OncLive spoke with the oncologist responsible for the development of trastuzumab, Dennis J. Slamon, MD, PhD, who is the director of Clinical/Translational Research and the Revlon/UCLA Women’s Cancer Research Program at UCLA’s Jonsson Comprehensive Cancer Center. Slamon, a 2014 Giants of Cancer Care® recipient for Breast Cancer, discusses the impact of the ADAPT and BOLERO trials and how the increased focus on neoadjuvant therapy could transform the treatment of HER2-positive breast cancer.Dr Slamon: The ADAPT trial was very exciting. It is interim data that need to be fully evaluated, but it does show that an antibody-drug conjugate like T-DM1 could have a major impact in the adjuvant setting. The pCR rate, with or without antihormonal therapy for these HER2-positive/HR-positive tumors, is between 40% and 45% for both groups.
The caveat of the trial was that the response rate in the trastuzumab hormone therapy group, which T-DM1 was compared to, was unexpectedly low, given what we have seen historically. However, even if we were to accept that it is low, the pCR still doubled compared with trastuzumab.
The trial will continue and accrue its whole data set number, and we will have a better idea of how big of an impact this will have. By the end of 2015 or early 2016, I would anticipate that most of the data will start to come in.
The idea that you can do something for this targeted group with a therapy that excludes an additional chemotherapy is very exciting for women in the treatment of early-stage breast cancer. It allows us to circumvent several side effects that accompany our current therapies that have chemotherapies embedded into the regimen. That is what most people are excited about.These studies looked at the idea of resistance to HER2-targeted therapy and whether adding another drug that targets a pathway—one that that may play a role in causing that resistance—would reverse it. Thus far, the data from the combined analysis appear to indicate that those patients who are HER2-positive and who have alterations in the PI3 kinase pathway could benefit from the addition of everolimus to their treatment strategy.While we can define it, the HER2-positive breast cancer group itself is heterogeneous. There are other mutations that occur within the group that may dictate how well, or how poorly, patients respond to appropriately targeted therapies—whether that is hormone therapy, HER2-targeted therapy, or chemotherapy.
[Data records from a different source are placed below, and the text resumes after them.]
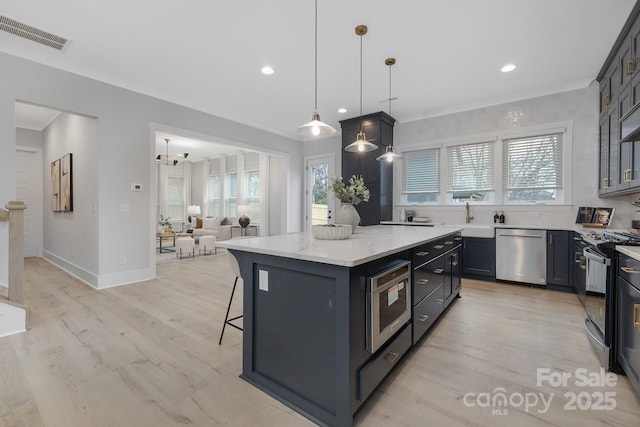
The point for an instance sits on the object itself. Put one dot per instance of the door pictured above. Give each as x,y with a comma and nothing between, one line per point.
320,203
29,190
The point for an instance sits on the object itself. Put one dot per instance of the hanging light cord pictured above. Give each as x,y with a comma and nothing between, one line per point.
390,89
316,59
360,83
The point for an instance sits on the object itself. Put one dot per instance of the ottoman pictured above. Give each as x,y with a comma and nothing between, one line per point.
207,244
185,246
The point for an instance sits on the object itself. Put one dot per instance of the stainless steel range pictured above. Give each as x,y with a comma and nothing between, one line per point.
598,296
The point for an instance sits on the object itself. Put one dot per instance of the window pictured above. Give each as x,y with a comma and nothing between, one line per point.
214,202
421,180
471,171
213,196
251,185
252,194
230,194
532,168
175,198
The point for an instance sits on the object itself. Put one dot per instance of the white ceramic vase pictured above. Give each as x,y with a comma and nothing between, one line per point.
347,214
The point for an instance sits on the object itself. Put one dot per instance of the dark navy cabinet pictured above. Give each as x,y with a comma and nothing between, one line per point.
378,176
579,267
437,269
479,258
559,259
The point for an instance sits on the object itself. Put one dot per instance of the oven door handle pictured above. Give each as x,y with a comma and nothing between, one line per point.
594,256
591,335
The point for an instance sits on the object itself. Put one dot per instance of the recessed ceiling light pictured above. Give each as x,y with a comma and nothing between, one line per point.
507,68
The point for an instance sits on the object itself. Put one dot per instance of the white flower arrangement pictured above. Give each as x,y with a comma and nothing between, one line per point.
354,193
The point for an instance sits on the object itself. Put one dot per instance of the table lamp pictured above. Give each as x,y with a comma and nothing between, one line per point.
192,210
243,220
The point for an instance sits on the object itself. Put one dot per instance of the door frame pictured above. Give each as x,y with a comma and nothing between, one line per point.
330,159
37,207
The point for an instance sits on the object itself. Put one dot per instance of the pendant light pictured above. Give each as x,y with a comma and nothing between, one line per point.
316,127
171,160
389,154
361,145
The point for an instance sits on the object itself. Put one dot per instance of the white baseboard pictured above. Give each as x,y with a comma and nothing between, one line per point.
13,320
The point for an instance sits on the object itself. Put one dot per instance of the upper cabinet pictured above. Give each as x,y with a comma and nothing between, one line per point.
619,79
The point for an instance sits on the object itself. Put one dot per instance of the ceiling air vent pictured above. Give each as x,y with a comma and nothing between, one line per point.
32,33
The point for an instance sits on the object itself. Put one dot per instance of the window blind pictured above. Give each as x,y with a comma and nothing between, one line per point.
421,171
471,167
532,165
214,167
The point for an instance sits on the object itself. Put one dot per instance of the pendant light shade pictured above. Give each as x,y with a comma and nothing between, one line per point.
389,154
316,127
361,145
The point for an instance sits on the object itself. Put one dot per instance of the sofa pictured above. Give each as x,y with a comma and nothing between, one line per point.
219,227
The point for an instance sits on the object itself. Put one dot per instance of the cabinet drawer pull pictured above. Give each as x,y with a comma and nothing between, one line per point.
391,356
631,66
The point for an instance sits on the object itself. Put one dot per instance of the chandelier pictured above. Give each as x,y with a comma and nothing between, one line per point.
173,159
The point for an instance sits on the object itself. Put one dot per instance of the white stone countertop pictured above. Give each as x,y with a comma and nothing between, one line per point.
366,244
632,251
571,227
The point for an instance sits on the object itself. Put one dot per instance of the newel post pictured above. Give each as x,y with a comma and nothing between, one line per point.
16,250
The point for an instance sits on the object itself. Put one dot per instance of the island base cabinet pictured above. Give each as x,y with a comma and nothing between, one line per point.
375,370
426,312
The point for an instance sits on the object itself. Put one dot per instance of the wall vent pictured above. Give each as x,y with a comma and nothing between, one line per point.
32,33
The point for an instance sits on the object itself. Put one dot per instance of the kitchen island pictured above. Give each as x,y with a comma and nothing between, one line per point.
305,313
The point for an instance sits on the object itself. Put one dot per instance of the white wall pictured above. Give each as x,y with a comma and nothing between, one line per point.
579,107
29,138
71,238
125,155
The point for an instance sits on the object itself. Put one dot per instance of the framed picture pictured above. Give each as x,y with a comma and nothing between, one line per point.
66,184
62,184
55,185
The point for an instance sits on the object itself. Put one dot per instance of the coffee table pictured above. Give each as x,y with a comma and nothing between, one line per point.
162,236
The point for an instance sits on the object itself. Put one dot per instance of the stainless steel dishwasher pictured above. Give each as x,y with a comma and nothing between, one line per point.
521,255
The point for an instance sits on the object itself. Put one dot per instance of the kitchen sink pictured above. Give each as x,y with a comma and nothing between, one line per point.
475,230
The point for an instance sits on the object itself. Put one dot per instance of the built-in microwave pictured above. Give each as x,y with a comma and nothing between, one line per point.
388,304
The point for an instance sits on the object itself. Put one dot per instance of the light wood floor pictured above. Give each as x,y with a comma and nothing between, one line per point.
147,355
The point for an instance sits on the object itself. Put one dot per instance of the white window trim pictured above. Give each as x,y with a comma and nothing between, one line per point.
565,127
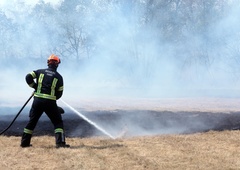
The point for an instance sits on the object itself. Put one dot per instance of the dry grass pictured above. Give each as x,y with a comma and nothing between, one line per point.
212,150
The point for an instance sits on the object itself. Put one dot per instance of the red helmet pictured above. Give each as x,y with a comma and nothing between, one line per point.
53,59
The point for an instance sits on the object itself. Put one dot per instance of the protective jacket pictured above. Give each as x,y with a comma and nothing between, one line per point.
48,84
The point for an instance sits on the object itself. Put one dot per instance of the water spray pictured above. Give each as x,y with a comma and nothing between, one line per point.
89,121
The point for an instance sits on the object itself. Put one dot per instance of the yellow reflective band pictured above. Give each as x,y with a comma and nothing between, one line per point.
45,96
28,131
54,83
59,130
33,74
40,83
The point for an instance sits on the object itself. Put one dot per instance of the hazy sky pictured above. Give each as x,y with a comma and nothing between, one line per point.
5,3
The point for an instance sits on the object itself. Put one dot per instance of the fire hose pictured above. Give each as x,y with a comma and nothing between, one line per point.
17,114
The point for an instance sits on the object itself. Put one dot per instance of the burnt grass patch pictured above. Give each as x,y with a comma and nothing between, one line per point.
132,122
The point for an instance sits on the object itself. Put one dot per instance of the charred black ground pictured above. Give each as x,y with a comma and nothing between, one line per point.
132,122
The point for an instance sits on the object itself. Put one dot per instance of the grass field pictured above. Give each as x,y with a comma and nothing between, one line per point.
211,150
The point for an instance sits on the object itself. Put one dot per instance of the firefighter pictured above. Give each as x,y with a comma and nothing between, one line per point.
48,85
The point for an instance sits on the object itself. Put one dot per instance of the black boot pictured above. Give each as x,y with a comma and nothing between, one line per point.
60,140
26,140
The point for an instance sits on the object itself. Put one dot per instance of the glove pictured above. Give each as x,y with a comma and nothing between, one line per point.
60,110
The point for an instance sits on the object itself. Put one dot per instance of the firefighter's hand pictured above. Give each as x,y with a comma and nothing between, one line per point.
60,110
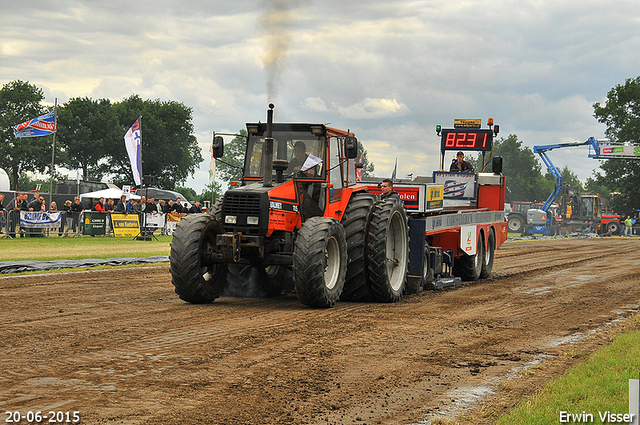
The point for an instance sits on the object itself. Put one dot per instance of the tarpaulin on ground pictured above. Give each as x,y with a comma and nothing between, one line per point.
26,266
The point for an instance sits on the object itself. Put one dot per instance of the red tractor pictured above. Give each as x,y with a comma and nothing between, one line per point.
298,215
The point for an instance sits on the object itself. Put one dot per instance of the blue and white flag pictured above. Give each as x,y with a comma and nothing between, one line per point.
40,126
133,142
395,168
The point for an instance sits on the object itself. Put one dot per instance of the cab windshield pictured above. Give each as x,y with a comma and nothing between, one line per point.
305,154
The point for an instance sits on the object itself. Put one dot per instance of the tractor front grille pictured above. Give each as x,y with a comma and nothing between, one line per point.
242,205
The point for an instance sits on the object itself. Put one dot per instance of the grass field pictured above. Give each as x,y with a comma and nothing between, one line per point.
53,248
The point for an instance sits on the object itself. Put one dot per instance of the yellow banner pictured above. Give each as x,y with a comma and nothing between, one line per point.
125,225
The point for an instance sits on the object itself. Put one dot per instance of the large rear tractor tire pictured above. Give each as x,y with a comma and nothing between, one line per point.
388,251
195,280
469,267
356,221
489,253
320,262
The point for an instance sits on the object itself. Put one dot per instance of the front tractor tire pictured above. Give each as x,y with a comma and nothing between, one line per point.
388,251
320,262
195,280
469,267
489,254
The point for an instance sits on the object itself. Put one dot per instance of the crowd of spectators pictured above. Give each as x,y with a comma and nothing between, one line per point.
71,211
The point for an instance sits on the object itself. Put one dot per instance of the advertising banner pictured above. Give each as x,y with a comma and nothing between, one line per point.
154,220
95,223
172,221
456,185
125,225
39,220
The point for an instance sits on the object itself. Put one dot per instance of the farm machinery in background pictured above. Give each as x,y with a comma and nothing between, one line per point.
576,209
299,221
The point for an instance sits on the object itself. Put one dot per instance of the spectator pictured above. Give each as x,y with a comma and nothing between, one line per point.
109,208
2,214
53,208
387,190
177,207
195,208
36,204
77,208
168,207
23,207
628,224
99,206
460,165
121,206
150,207
13,215
131,206
68,217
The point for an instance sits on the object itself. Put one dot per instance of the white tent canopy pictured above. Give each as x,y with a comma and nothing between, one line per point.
108,193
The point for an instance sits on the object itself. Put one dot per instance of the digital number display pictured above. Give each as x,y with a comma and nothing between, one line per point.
467,139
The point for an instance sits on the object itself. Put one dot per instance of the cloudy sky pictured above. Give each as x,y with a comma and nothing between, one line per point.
387,70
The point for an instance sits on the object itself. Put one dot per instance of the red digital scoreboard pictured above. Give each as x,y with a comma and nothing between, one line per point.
470,139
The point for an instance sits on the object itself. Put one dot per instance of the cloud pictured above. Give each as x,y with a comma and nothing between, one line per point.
389,71
372,109
315,104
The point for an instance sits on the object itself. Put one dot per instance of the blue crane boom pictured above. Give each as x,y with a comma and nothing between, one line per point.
541,150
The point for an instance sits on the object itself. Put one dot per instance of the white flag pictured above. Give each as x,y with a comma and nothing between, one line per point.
212,166
133,142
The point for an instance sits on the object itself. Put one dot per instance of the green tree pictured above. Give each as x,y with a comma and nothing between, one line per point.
367,167
86,129
234,152
170,151
190,194
19,102
621,115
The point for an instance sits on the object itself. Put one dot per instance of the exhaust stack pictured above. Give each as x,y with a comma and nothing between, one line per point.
267,178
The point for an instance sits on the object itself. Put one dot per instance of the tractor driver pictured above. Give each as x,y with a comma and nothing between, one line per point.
299,157
460,165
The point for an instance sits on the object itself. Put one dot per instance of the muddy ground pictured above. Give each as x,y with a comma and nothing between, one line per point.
118,346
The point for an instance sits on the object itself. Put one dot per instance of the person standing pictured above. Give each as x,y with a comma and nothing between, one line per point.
195,208
121,206
177,207
460,165
387,190
2,214
99,206
68,219
628,224
76,209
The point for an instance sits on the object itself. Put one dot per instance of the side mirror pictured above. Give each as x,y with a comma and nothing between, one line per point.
496,165
351,147
218,146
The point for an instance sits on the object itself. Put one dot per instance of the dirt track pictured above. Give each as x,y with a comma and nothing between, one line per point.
120,347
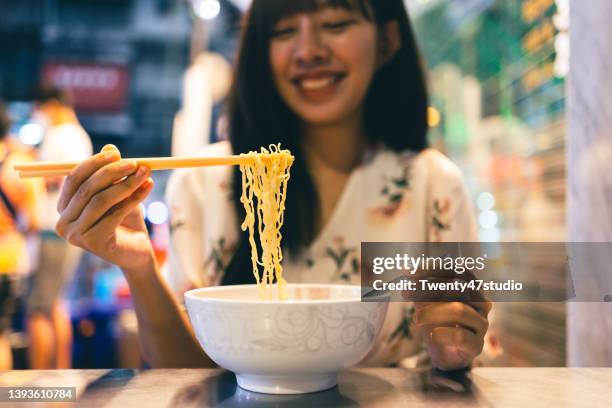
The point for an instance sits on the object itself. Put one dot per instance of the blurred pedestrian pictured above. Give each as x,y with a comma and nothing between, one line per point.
19,215
48,318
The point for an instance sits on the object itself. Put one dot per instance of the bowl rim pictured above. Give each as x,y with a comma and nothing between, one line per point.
193,294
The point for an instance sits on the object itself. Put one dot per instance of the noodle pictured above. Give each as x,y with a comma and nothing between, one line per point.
265,178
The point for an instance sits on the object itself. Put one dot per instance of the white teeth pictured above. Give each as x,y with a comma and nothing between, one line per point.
312,84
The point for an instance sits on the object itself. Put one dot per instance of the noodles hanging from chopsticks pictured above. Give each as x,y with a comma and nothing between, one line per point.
265,178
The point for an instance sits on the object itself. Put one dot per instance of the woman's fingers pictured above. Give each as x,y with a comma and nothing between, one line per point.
451,315
101,180
455,347
115,216
484,307
104,201
82,172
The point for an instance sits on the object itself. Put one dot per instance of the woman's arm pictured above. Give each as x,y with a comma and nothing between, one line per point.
453,332
165,333
99,212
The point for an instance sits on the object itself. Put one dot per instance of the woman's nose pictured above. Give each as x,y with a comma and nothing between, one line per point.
309,46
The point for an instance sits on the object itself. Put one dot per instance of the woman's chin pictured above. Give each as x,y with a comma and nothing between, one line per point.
323,116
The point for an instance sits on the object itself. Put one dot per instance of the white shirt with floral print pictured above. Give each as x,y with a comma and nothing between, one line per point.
390,197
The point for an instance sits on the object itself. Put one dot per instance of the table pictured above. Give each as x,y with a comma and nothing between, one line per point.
376,387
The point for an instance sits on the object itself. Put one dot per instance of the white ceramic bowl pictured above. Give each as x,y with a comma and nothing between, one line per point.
285,347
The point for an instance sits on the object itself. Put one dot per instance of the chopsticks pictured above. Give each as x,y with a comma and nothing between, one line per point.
55,169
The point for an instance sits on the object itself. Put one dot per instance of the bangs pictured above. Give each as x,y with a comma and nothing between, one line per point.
276,10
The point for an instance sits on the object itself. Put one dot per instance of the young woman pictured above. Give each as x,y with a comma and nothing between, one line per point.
340,84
A question that came out of the BOLERO trials was: is the P13 kinase pathway playing a role in mediating resistance to HER2-therapy? There are a lot of preclinical data that indicate that may be the case. That got people really interested in looking at this clinically, and that is how the BOLERO trials were designed and developed.The whole idea of neoadjuvant therapy has come to the forefront. The regulatory agencies now see it fitting to approve drugs based on neoadjuvant pCR data and I think that space is going to become very crowded, in a good way. In the HER2 space, it is a quick way to get an answer on whether some of the new anti-HER2 therapies or combination HER2 strategies will work. I expect that T-DM1 agents or the combination of HER2 therapies with other pathway inhibitors will soon be evaluated in the neoadjuvant space. This is a very positive development.In the neoadjuvant space for HER2-disease, the T-DM1 data are the most exciting. This likely will not be the only data to show some excitement. There is preclinical evidence with other pathways, and with the blockade of other pathways. If this were used simultaneously with an anti-HER2-blockade it might really improve our outcomes. The problem with the HER2-positive space is trastuzumab plus chemotherapy has done so well, but there are still patients who are resistant or become resistant. The idea of a simultaneous blockade upfront, assuming the safety profile is good, is truly attractive. We could even push our cure rates much higher than they currently are.